A percepção de conteúdos pró ou contra produtos de tabaco foi mensurada por meio das seguintes perguntas:
-
a“Nos últimos trinta dias, o(a) Sr(a) viu alguma propaganda ou anúncio de cigarros na Internet, incluindo redes sociais (Facebook, Instagram, Twitter, WhatsApp, YouTube, Snapchat etc.)?”
-
b“Nos últimos trinta dias, o(a) Sr(a) viu ou ouviu informações sobre os riscos de fumar cigarros ou que estimulem a parar de fumar nos seguintes meios de comunicação - na Internet, incluindo redes sociais (Facebook, Instagram, Twitter, WhatsApp, YouTube, Snapchat etc.)?”
Os resultados são apresentados para a população adulta geral e de acordo com a orientação sexual, que foi feita por meio da pergunta “Qual é sua orientação sexual?”, tendo como opções de resposta “heterossexual”, “homossexual”, “bissexual”, “outro”, “não sabe” e “recusou-se a responder”. Para efeito de análise, foram definidas as categorias “heterossexual” e “homossexual/bissexual”. O agrupamento das categorias homossexual e bissexual foi necessário devido às baixas prevalências encontradas para esses grupos (IBGE, 2022).
Foram utilizadas para a análise as seguintes variáveis: sexo; idade, classificadas em 18 a 24 anos, 25 a 34 anos e 35 ou mais; cor/raça classificada em branca, preta, parda, outra; escolaridade, classificada em até Ensino Fundamental incompleto, Ensino Fundamental completo até Médio incompleto, Ensino Médio completo ou mais; Rendimento domiciliar per capita classificado em até 1 salário mínimo, mais de 1 até 2 salários mínimos, mais de 2 salários mínimos; exposição ao tabagismo passivo no domicílio; uso de tela/internet no lazer, classificada em sim ou não; uso de tabaco fumado, classificada em fumante atual, ex-fumante e nunca fumante; uso de dispositivo eletrônico para fumar (DEF), classificado em usuário atual, ex-usuário e nunca usuário.
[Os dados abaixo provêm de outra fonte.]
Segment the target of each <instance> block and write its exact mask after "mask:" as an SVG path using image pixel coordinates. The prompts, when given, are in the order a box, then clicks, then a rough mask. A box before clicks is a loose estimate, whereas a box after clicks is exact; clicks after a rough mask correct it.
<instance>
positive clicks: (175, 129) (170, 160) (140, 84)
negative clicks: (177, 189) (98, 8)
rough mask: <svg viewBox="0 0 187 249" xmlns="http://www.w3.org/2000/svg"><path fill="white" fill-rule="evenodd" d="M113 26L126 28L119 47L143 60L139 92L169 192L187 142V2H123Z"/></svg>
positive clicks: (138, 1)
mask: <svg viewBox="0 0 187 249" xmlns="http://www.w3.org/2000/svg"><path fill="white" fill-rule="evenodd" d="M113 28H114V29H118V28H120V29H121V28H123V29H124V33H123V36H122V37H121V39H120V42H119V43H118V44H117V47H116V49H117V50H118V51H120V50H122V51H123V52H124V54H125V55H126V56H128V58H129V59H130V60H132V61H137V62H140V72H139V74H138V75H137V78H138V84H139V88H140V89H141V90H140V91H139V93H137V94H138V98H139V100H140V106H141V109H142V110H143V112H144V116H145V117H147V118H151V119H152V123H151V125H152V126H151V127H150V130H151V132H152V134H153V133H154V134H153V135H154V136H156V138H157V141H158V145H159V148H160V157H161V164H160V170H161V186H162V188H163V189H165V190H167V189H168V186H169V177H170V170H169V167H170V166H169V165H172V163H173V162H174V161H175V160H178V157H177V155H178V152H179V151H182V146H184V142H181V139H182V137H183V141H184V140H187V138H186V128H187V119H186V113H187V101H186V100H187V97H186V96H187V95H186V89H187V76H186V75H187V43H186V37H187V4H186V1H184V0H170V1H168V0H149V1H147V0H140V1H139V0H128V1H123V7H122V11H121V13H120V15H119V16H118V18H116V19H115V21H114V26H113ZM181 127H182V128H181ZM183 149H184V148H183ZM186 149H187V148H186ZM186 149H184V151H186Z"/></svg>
As populações heterossexual e homossexual/bissexual incluídas no estudo foram caracterizadas de acordo com as variáveis descritas acima. Foi utilizado o Teste qui-quadrado de Pearson com correção de Rao-Scott para obtenção dos p-valores referentes às comparações analisadas. Em seguida foram estimadas as proporções de percepção de informações pró e antitabaco e seus respectivos intervalos de confiança de 95% (IC95%), nos grupos de heterossexuais e homossexuais/bissexuais, para cada uma das variáveis sociodemográficas, de uso de tabaco fumado e DEF, exposição ao tabagismo passivo e uso de tela.
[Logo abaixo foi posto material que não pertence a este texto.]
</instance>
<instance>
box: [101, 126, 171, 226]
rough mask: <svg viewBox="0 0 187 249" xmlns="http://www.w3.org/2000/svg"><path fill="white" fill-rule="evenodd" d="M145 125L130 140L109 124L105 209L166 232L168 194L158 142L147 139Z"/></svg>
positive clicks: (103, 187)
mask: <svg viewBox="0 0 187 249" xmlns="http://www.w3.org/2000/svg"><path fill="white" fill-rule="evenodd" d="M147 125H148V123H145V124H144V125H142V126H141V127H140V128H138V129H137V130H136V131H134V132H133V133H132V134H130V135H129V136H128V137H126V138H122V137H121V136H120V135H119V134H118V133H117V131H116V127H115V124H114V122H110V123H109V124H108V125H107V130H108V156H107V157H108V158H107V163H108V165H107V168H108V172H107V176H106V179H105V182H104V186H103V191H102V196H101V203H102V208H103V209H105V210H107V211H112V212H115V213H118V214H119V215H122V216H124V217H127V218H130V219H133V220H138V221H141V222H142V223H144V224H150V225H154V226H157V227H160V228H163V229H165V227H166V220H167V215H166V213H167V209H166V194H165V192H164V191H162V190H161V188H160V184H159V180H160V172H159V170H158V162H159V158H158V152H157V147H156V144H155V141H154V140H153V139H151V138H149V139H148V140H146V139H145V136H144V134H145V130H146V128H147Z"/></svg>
Todas as análises foram realizadas em R v.4.3.2 utilizando os pacotes “survey” e “srvyr” para levar em consideração o desenho complexo da amostragem quando da geração das estimativas de prevalência.
Este estudo utiliza dados públicos (IBGE, 2019). A Pesquisa Nacional de Saúde de 2019 foi aprovada pela Comissão Nacional de Ética em Pesquisa para Seres Humanos do Ministério da Saúde (CAAE 11713319.7.0000.0008 - Parecer nº 3.529.376)
Resultados
Caracterização da população de estudo
A população estudada é composta de 1,8% (IC95% 1,7-2,0) que se declaram homossexuais ou bissexuais e de 94,8% (IC95%: 94,5-95,0) de pessoas que se declaram heterossexuais. A maioria é composta de mulheres (53,2%, IC95% 53,2-53,2), o que se observa tanto na população de heterossexuais quanto homossexuais/bissexuais (53,2%, IC95% 53,0-53,3 e 51,4%, IC95% 46,8-56,0, respectivamente). Em relação à faixa etária 67,4% das pessoas homossexuais/bissexuais têm 18 a 34 anos, enquanto na população heterossexual 69, 2% têm 35 ou mais (Tabela 1).
Em ambos os grupos a maioria se autodeclarou como preta ou parda, somando 56,4% entre os homo/bissexuais e 55,1% entre os heterossexuais.
A maioria da população de homo/bissexuais possui ao menos o Ensino Médio (71,6%, IC95%:66,8-76,4) e o mesmo ocorre entre os heterossexuais, ainda que com um percentual estatisticamente inferior (50,6%, IC95% 49,9-51,4). Em relação ao rendimento domiciliar per capita, 51,1% (IC95%: 50,3-51,9) dos heterossexuais e 40,4% (IC95%: 36,0-44,9) dos homossexuais estavam na faixa de até 1 salário mínimo.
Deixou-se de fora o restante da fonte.